In a subsequent editorial The Timaru Herald claimed that its intervention has achieved the desired result: Mr Matthews has had his surgery.
The Press Council viewed the story as an expression of no confidence in the Health system, which, when the facts were in, proved to be completely unjustified. The accusations made by Mr Matthews were serious and likely to raise alarm and despondency about Health services in New Zealand.
The Herald, nevertheless, went to press without waiting to secure comment from the Hospital. The desire of the editor to do well by a local man might have been admirable but by failing to investigate Mr Matthews' claims the newspaper conveyed an impression that a deserving patient had been left languishing on hospital waiting lists for an operation, when this was not so. What is more the story suggested, without any basis of verified fact, that Mr Matthews had been neglected and that the Health system had failed to provide adequate care. The opposite was the case.
The Press Council has made it clear (Annual Report 2001: Balance in News Reporting) that in normal circumstances it is unacceptable, where serious accusations are made, not to provide an opportunity for the opposing side to express its viewpoint. Despite the seriousness of the charges levelled by Mr Matthews the story contained no comment from the Canterbury District Health Board, the South Canterbury District Health Board or Mr Matthews' own GP. By any measure these were part of the "system" which Mr Matthews claimed had let him down. There is normally no valid distinction to be made - as claimed by The Timaru Herald and Mr Matthews - between individual caregivers and the institutions for which they work.
The Timaru Herald noted that their reporter had tried and failed to make contact with the media spokesperson at Canterbury Hospital at 4.12pm before going to press. The Hospital admits that the person she was directed to was no longer employed and that this was an error on their part. Even so, it was not responsible of the newspaper, in dealing with a matter of this sensitivity, to rely on one telephone call late in the afternoon, as an attempt to get at the other side of a story. The need to publish at once was not obvious.
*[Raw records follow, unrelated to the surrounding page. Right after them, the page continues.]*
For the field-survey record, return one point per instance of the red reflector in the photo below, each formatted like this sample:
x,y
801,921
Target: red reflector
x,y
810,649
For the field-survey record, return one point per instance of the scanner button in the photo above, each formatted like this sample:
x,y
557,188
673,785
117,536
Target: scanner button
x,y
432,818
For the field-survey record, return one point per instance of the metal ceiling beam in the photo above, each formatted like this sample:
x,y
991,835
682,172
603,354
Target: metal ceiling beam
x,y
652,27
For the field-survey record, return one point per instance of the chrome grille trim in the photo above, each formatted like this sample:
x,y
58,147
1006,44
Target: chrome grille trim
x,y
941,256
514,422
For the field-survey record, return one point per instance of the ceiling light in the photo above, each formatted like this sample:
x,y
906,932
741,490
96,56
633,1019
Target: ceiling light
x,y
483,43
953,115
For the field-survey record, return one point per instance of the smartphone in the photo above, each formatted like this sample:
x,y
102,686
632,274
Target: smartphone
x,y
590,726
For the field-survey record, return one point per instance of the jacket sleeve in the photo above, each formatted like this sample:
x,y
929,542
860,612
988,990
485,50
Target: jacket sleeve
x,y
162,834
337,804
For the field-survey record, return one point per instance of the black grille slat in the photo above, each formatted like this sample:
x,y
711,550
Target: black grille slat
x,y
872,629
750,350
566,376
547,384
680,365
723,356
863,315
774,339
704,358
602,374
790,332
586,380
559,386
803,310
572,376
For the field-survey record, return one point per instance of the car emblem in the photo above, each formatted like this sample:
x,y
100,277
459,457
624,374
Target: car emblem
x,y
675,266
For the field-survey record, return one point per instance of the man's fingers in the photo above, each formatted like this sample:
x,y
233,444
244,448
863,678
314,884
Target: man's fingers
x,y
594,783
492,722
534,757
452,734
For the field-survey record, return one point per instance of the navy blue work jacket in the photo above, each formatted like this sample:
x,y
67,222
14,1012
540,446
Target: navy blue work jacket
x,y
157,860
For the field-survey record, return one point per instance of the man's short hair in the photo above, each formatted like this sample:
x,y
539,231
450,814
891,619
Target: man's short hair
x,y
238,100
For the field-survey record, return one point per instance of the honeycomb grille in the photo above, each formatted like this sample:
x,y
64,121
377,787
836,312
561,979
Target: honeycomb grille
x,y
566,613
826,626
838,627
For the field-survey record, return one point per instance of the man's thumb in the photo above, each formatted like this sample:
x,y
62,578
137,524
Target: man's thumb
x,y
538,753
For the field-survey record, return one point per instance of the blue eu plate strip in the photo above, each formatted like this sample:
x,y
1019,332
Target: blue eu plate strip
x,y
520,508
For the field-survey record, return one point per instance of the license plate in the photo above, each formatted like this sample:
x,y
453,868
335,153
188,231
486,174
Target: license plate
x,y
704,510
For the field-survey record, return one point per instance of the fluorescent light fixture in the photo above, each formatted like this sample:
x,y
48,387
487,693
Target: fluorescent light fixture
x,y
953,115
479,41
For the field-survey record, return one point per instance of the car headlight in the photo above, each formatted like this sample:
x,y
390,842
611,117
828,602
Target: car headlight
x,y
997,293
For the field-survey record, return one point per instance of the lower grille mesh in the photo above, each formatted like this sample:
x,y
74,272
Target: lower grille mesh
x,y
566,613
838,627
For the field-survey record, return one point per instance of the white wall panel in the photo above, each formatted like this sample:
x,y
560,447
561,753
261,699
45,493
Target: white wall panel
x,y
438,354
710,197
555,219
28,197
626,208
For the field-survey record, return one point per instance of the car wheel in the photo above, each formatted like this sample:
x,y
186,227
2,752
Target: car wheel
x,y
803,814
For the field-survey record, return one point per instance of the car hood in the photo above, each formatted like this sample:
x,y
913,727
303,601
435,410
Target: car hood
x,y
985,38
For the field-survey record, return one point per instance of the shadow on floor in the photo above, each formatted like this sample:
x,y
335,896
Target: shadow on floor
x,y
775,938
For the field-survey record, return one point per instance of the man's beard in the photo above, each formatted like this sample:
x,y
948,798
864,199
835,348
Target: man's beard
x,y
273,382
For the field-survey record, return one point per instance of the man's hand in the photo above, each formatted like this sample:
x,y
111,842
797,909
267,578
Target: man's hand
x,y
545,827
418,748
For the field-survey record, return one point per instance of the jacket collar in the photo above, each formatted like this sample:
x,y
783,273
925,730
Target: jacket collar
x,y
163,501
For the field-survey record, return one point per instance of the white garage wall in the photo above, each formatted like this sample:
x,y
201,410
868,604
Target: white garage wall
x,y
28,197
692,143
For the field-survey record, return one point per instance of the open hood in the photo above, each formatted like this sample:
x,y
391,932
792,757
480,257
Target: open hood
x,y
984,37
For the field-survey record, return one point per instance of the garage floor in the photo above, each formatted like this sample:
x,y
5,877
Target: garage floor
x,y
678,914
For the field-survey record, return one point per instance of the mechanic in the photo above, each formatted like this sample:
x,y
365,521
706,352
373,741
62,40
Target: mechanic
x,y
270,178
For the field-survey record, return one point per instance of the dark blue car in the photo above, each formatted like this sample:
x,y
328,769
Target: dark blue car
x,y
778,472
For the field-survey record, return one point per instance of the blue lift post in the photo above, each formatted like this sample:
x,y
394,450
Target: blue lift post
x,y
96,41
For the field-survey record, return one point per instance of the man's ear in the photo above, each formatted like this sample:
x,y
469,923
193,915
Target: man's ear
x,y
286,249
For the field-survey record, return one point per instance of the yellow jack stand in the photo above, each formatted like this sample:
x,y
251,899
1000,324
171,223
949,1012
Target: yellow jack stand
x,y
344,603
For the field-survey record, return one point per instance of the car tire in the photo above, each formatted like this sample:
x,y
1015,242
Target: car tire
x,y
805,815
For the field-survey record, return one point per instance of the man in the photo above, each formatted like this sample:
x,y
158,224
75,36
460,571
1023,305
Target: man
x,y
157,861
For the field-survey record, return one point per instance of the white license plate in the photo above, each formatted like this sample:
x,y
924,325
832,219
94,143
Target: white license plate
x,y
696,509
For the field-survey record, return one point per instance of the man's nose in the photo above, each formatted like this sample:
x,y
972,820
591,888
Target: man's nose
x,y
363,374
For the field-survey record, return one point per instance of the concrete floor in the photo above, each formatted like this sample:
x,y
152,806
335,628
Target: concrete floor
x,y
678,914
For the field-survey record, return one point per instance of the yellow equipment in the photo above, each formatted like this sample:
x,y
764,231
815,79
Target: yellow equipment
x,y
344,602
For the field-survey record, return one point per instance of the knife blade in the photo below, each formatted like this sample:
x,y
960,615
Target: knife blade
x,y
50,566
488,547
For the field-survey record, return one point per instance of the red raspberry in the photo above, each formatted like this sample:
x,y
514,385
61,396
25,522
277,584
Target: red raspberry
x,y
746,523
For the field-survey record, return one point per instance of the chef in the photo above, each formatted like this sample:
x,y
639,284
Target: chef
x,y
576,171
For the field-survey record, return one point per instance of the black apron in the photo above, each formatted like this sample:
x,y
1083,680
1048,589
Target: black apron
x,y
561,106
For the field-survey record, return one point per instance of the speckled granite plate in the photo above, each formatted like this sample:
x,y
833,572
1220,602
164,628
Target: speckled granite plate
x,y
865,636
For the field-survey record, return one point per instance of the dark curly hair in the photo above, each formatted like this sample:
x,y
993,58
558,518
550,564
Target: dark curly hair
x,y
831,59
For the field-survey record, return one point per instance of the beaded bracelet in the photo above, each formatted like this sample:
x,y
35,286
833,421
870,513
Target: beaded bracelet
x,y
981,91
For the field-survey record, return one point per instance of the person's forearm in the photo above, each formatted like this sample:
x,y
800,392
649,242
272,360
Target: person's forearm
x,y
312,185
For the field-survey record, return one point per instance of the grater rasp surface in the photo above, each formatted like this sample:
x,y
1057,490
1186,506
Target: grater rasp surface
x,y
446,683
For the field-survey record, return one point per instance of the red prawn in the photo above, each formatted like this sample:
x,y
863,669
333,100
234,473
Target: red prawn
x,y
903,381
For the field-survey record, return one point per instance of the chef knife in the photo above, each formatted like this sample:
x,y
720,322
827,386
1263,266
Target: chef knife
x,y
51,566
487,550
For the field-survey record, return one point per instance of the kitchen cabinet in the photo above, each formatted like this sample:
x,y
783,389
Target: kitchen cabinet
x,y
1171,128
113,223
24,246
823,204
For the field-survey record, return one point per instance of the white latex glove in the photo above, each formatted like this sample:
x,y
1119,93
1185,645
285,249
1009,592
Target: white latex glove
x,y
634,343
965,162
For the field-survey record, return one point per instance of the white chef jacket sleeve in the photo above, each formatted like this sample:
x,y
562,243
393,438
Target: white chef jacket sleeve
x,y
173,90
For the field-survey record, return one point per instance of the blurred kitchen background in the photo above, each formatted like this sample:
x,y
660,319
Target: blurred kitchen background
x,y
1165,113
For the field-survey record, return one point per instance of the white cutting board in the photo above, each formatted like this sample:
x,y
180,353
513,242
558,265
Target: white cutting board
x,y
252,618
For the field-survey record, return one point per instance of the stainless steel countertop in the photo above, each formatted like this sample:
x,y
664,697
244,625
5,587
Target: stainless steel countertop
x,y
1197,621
Again the Press Council's views have been expressed in the 2001 Annual Report: "Deadlines or token attempts at making contact are not a sufficient reason for failing to provide balance". Where issues of public policy are involved, freedom of expression and the need to ensure open debate should be taken into account.
The Timaru Herald received the Canterbury District Hospital Board's press release (also dated 15 August) the next day, which would have made it clear the facts of the case did not square with the account given by Mr Matthews. The Editor said that they had been unable to get anybody to answer further questions. Yet another newspaper (The Press) was able to go into the story and publish a full and balanced account on 24 August.
Mr Matthews was evidently driven to approach his local newspaper because he had interpreted a letter from the Canterbury Hospital, saying that he had been listed for surgery, as meaning that the Board "hoped" he would be treated within six months but there was no certainty. It is wise in such circumstances for reporters to study actual texts of critical documents. Failure to make the necessary distinctions in this case caused the newspaper to publish information which was materially incorrect - which warranted correction in terms of the Press Council's Principle 2.
The story and headline failed on all counts to meet necessary criteria for objectivity, fairness and balance or to separate opinion from fact. This was especially unfortunate when the issues involved touched on policy matters of serious public concern . The newspaper could have taken steps to redress the impression conveyed by its coverage of this story or, at the very least, to have published a correction.
The Press Council upholds the complaint.